Now 32 years old, Mr. Kang’ombe heads the country’s association of local governments, which comprises all city and town councils in the country. His effective leadership skills are anchored in his ability to understand people’s problems and articulate solutions. For example, when the city was overwhelmed with street vendors displaying their wares in the streets, he helped convince them to move to designated trading areas, averting incessant police arrests. As a student union leader, he encouraged the university authorities to expand their range of courses, especially in the schools of business and forestry.
“My success is for young people and my failure can easily be an indictment on our capacity as youth to be successful,” he said, adding: “This is the right time for young people to get involved in politics and other forms of leadership and help reclaim the public’s faith in politics and national leadership.”
Navigating Zambia's highly charged political atmosphere is something that Mr. Kang’ombe appears to have mastered. In Zambia, as in many African countries, partisan politics can sometimes involve personal attacks and mudslinging. His 2013 memoir titled “Students Reclaim a Place in Society” powerfully encapsulates a message of the leadership role of the youth in society. The foreword to the book was written by Zambia’s former president, the late Michael Sata, who bemoaned the limited role students were playing in national development.
On how he goes about his duties, Mr. Kang’ombe says: “I make sure I am accessible to people of the city and as such my schedule is designed so that every afternoon of every working day is dedicated to meeting citizens who wish to see me on any issue that they need addressed.” It is this novel leadership style that has earned him bipartisan support.
The primary role of local councils is to provide basic services for the under privileged, he says. Mr. Kang’ombe has identified proper land allocation, among others, as a priority area. “Proper allocation of affordable land to citizens is critical and my team will endeavour to achieve this.” Citizens usually criticize the current land allocation system in which land advertised for sale is corruptly sold to rich and powerful individuals.
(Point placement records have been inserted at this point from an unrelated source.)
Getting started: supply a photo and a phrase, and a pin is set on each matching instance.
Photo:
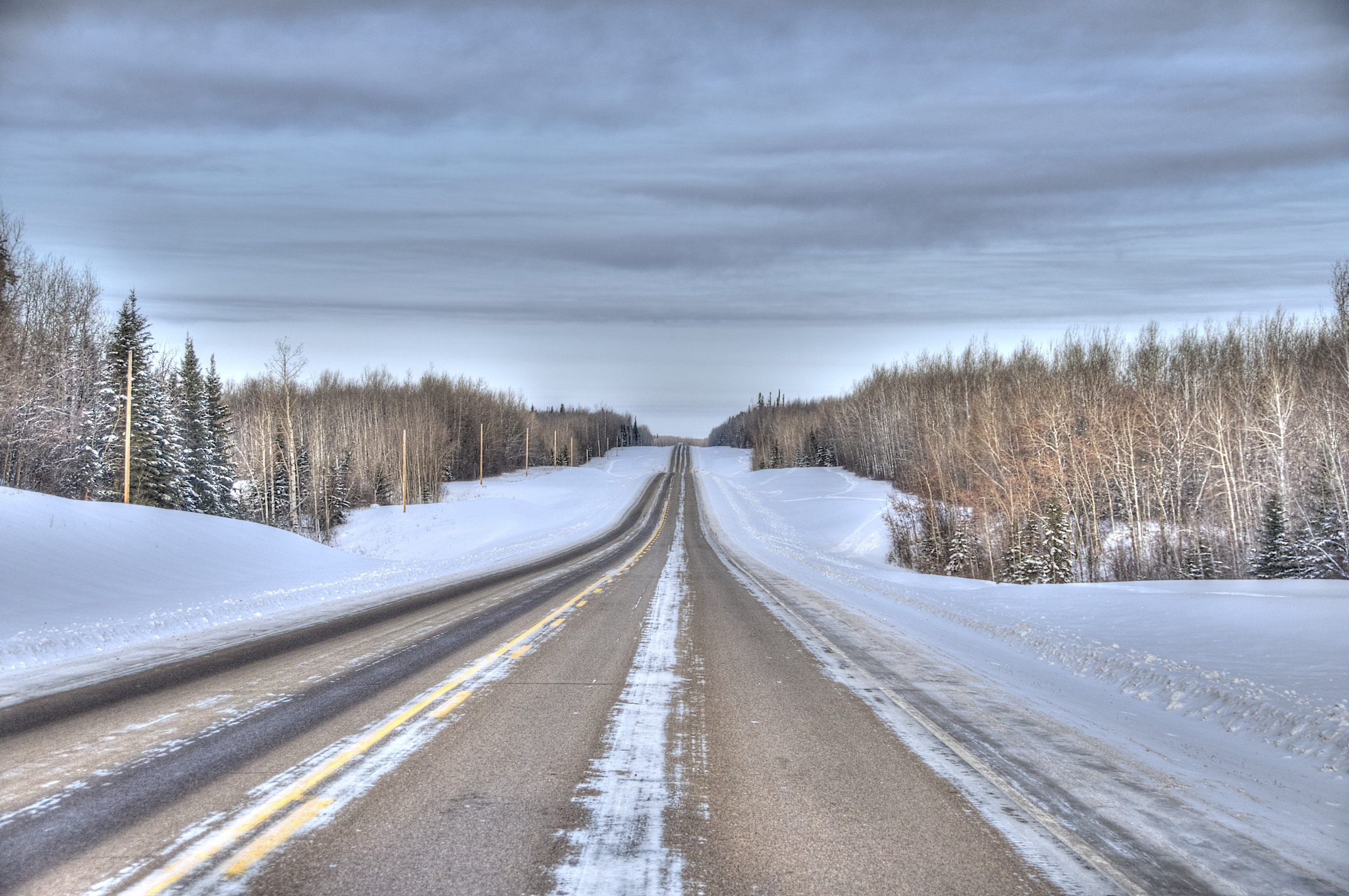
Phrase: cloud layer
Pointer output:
(694, 162)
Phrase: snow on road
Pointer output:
(86, 586)
(628, 791)
(1225, 703)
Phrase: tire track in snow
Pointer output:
(622, 851)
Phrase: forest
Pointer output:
(1217, 451)
(277, 447)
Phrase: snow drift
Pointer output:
(82, 581)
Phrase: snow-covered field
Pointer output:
(1205, 712)
(84, 582)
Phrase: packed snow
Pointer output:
(87, 582)
(1236, 694)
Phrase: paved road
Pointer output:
(633, 722)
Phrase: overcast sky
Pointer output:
(669, 207)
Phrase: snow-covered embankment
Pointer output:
(1229, 697)
(84, 586)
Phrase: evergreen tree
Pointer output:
(1323, 547)
(383, 489)
(932, 543)
(191, 398)
(1200, 563)
(220, 468)
(1014, 557)
(1277, 557)
(1058, 546)
(157, 469)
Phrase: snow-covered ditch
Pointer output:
(84, 582)
(1234, 692)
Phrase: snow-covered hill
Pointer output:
(82, 585)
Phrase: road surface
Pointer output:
(628, 721)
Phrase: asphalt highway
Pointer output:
(628, 721)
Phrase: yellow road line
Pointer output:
(240, 827)
(245, 859)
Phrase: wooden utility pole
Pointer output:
(126, 447)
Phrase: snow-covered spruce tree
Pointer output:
(1200, 563)
(1323, 547)
(1277, 557)
(1024, 557)
(158, 475)
(191, 400)
(960, 551)
(220, 466)
(1014, 557)
(900, 528)
(385, 490)
(932, 542)
(1058, 546)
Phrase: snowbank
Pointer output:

A key factor about youth leadership is that youth issues also become a priority. For example, Mr. Kang’ombe wants to ensure the revival of recreational facilities and establishment of new ones for youths. He is also organizing young people into small cooperatives for easy access to financing for business.
As head of Zambia’s local government association, the young mayor will have an opportunity to engage with colleagues in other countries under the aegis of the United Cities of Local Governments of Africa (UCLGA). The association meets regularly to devise solutions to development issues in Africa, such as how to mitigate the effects of climate change and promote efficiency in local governments.
Married with two children, Mr. Kang’ombe attributes his achievements to life’s lessons learned during his formative years at the university. He learned that beyond acquiring a certificate, concepts taught in class could be applied in everyday life. He also developed an appreciation of the role that public service can play in improving people’s lives.
His message to other youths is: “Now is our time as young people to achieve and if there is anything that fellow young people can learn from my experience, it is that anything is possible.”